Et puis il y a la Bérénice de Jean Racine qui ouvre l’espace domestique à la complainte tragique. JCR, d’une voix blanche et intense, y prélève des passages (magnifiquement) liés à la crainte de la séparation, à la douleur du rejet. Ils teintent la solitude de ce « garçon » d’une féminité spectrale, d’une voix sans corps qui résonne encore dans les coups de sonnette répétés, dans le son d’une carte musicale reçue par le courrier : on devine, là-dedans, l’ombre d’une déconvenue amoureuse. Et l’omniprésence de Bérénice dans la vie de JCR accuse plus que tout l’absence de l’autre femme.
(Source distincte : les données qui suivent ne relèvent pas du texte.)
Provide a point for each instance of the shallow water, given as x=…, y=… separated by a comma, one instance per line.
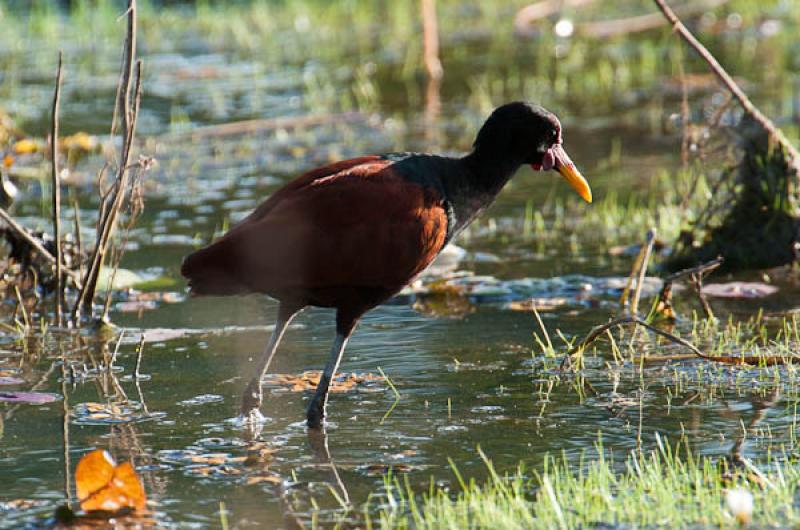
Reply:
x=473, y=378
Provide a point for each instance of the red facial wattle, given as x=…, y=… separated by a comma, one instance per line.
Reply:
x=557, y=158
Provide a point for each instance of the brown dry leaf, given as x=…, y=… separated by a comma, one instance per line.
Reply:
x=443, y=299
x=541, y=304
x=310, y=380
x=103, y=485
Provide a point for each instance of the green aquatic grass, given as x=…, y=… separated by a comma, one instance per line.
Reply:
x=333, y=40
x=663, y=488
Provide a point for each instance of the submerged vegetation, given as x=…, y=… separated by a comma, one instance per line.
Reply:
x=663, y=488
x=238, y=97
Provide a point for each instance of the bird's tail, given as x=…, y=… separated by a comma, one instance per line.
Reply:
x=211, y=271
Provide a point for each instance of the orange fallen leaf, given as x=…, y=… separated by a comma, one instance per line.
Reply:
x=104, y=485
x=26, y=146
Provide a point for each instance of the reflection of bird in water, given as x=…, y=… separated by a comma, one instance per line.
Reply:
x=352, y=234
x=8, y=191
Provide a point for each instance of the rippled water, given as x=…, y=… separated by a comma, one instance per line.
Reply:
x=467, y=378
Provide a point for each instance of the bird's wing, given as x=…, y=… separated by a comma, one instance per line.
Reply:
x=358, y=225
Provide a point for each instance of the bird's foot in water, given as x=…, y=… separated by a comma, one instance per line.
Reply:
x=251, y=400
x=315, y=416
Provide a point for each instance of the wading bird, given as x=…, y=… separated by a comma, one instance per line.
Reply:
x=351, y=234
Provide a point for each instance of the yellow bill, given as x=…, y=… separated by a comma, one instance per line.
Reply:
x=564, y=165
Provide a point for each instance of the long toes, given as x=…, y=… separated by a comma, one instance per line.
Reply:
x=251, y=397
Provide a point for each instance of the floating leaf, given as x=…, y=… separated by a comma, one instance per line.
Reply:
x=739, y=290
x=33, y=398
x=103, y=485
x=26, y=146
x=541, y=304
x=310, y=380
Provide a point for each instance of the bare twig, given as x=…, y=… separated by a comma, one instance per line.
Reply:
x=648, y=250
x=637, y=24
x=729, y=83
x=139, y=354
x=119, y=189
x=55, y=182
x=697, y=283
x=704, y=268
x=696, y=275
x=36, y=245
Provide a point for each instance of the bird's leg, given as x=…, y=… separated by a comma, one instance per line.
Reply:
x=316, y=409
x=251, y=398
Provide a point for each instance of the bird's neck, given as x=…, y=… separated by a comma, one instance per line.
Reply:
x=474, y=187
À côté de cela, il est très amusant de voir une sympathie s’installer entre l’alexandrin – procédé dramatique – et le procédé cinématographique. Entre ces deux machines. C’est amusant car, pour jouer, on peut se dire : Racine, c’est déjà du cinéma. L’alexandrin, comme le défilement des photogrammes, c’est avant tout une vitesse incompressible, constante, régulière, courant aussi vite que le fameux « train dans la nuit » de Truffaut (dans La Nuit américaine). Dans l’alexandrin, les mots se succèdent dans une structure rigide, mécanique, rythmée, qui abat ses pieds comme se succèdent, au cinéma, les images perforées. Il ne laisse aucune place au hasard : dans son train, les wagons sont tous bien attachés et entre eux il n’est pas de trous. Les mots s’y tiennent, sont solidaires, débités en une longue bande comme les mètres de pellicule qu’ingurgite le projecteur. Chaque pied est une incise, aussi franche qu’une coupe (et le cinéma de JCR n’accueille que très peu les fondus enchaînés). L’alexandrin lie indistinctement le langage au temps, son rythme est un battement d’horloge, où chaque pied succède à l’autre dans un mouvement ininterrompu. Du premier au dernier. L’alexandrin, comme la pellicule, comme la bande magnétique, courent tous à leur extinction.
Peu à peu, les plans de De son appartement se répondent. On retrouve les mêmes cadrages, les mêmes objets, les mêmes lieux, les mêmes actes, répétés. Un réseau se tisse. Les jours apportent leurs variantes, mais le cadre reste identique. Les objets se déplacent, les gestes de JCR se poursuivent le lendemain : son petit monde, mais monde tout de même, monde suffisant, prend sa cohérence au fil du temps. Ainsi, l’appartement de JCR devient l’antichambre du monde entier, de toute forme d’extériorité. Le récit de sa solitude correspond à sa solitude au sein même du cinéma, français ou mondial (quoique Weerasethakul lui avait accordé le Grand Prix de la Compétition Internationale au FID de Marseille en 2007 ; pas si seul, du coup). Comme tous les grands solitaires, JCR se met à communiquer avec les objets, avec les ondes (lumineuses et radio). Il leur laisse ce soin de raconter son histoire, d’en être les indices, de témoigner à sa place. Mieux : il les laisse le posséder et nous raconter leur histoire, l’histoire des objets, à travers son corps d’homme (son œil-caméra). Et l’on comprend, à partir de ce presque rien, tout le tragique domestique – qui mêle étroitement amour, travail et politique – cette lutte constante entre intérieur et extérieur, où l’extérieur, seule échappatoire, perd toujours. Ce tragique domestique qui préside à l’absolue solitude de l’homme : on le comprend, de son appartement.